Kedua iblis itupun segera menjawab dengan memutar pedang, menyerang Gin Liong. Jin Mo di kanan dan Ceng Mo di kiri.

Gin Liong hanya mendengus geram. Dengan jurus Jit- gwat-kau-hui atau Matahari-rembulan-saling-bertemu, dia langsung membabat pedang kedua lawannya.
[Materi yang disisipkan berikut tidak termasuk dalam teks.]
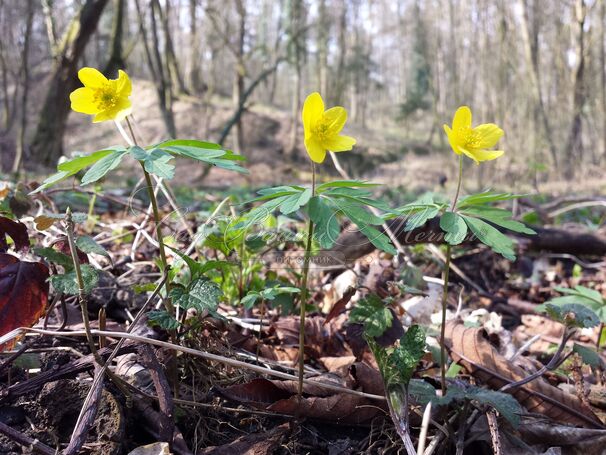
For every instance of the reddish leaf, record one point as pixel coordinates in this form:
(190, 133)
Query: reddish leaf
(16, 231)
(23, 293)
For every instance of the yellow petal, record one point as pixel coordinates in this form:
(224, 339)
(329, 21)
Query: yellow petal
(313, 108)
(487, 135)
(339, 143)
(487, 155)
(336, 117)
(316, 152)
(124, 85)
(462, 118)
(121, 110)
(82, 100)
(452, 139)
(92, 77)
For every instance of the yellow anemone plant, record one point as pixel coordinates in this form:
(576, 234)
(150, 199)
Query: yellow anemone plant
(323, 127)
(106, 99)
(473, 142)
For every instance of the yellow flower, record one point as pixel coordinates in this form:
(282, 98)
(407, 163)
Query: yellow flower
(106, 99)
(473, 142)
(322, 128)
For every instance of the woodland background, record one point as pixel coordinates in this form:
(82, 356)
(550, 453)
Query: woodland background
(236, 72)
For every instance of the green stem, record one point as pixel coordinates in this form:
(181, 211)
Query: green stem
(157, 221)
(445, 288)
(303, 303)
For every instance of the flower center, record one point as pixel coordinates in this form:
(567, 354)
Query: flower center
(469, 139)
(105, 97)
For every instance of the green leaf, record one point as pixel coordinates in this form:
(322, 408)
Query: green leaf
(582, 316)
(491, 237)
(154, 161)
(295, 201)
(499, 217)
(375, 316)
(88, 245)
(589, 356)
(454, 226)
(162, 319)
(68, 284)
(202, 294)
(379, 240)
(327, 227)
(54, 256)
(103, 166)
(407, 355)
Sepasang iblis itu melengking aneh, nantikan langkah menarik pedangnya. Jika yang satu maju, yang lain berhenti. Yang satu diam. Mereka menyerang secara bergilir. Mencari-cari lubang kesempatan dan berusaha untuk menghindari benturan dengan pedang anak muda itu.

Gin Liong tertawa dingin. Tiba2 ia merobah gaya permainannya dalam jurus Jiu-cui-heng-cou atau  Air- musim rontok-menghadang-sampan. Dalam bentuk seperti sebuah busur, sinar pedang Tanduk Naga segera membabat dada orang.
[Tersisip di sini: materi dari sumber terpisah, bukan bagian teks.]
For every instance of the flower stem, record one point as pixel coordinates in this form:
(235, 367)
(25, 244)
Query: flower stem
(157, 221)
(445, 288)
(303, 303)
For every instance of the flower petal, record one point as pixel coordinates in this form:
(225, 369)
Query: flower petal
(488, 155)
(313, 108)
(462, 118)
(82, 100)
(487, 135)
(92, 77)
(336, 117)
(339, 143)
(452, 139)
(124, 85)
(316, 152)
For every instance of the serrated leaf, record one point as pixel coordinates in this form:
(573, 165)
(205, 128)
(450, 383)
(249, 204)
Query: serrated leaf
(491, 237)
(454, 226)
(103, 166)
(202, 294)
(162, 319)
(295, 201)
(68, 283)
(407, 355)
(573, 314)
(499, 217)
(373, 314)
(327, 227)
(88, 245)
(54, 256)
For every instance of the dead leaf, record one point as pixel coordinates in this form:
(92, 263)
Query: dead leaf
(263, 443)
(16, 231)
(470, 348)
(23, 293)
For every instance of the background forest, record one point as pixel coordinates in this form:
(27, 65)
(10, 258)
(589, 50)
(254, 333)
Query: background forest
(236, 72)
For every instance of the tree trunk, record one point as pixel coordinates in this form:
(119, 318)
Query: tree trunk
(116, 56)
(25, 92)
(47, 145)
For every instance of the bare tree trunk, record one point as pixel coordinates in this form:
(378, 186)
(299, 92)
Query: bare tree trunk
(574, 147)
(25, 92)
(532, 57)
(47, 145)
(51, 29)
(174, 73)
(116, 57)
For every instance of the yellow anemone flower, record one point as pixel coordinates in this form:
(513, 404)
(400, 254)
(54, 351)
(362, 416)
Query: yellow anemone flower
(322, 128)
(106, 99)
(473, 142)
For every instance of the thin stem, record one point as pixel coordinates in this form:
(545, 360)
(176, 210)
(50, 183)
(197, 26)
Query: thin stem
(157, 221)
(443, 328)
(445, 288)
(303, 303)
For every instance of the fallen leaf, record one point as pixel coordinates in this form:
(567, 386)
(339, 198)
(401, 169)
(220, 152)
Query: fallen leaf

Jin Mo tertawa mengekeh. Cepat ia menarik pulang pedang dan loncat mundur sampai dua tombak!

Tiba2 Gin Liong menarik pedang lalu tubuhnya berputar-putar menyelinap ke belakang Ceng Mo. Lalu dengan sebuah bentakan menggeledek, ia robah pula pedangnya dalam jurus Heng-soh-cian-kun (membabat- ribuan-laskar), Sring pedangpun melayang ke pinggang

Ceng Mo. Cepat dan dahsyatnya bukan buatan.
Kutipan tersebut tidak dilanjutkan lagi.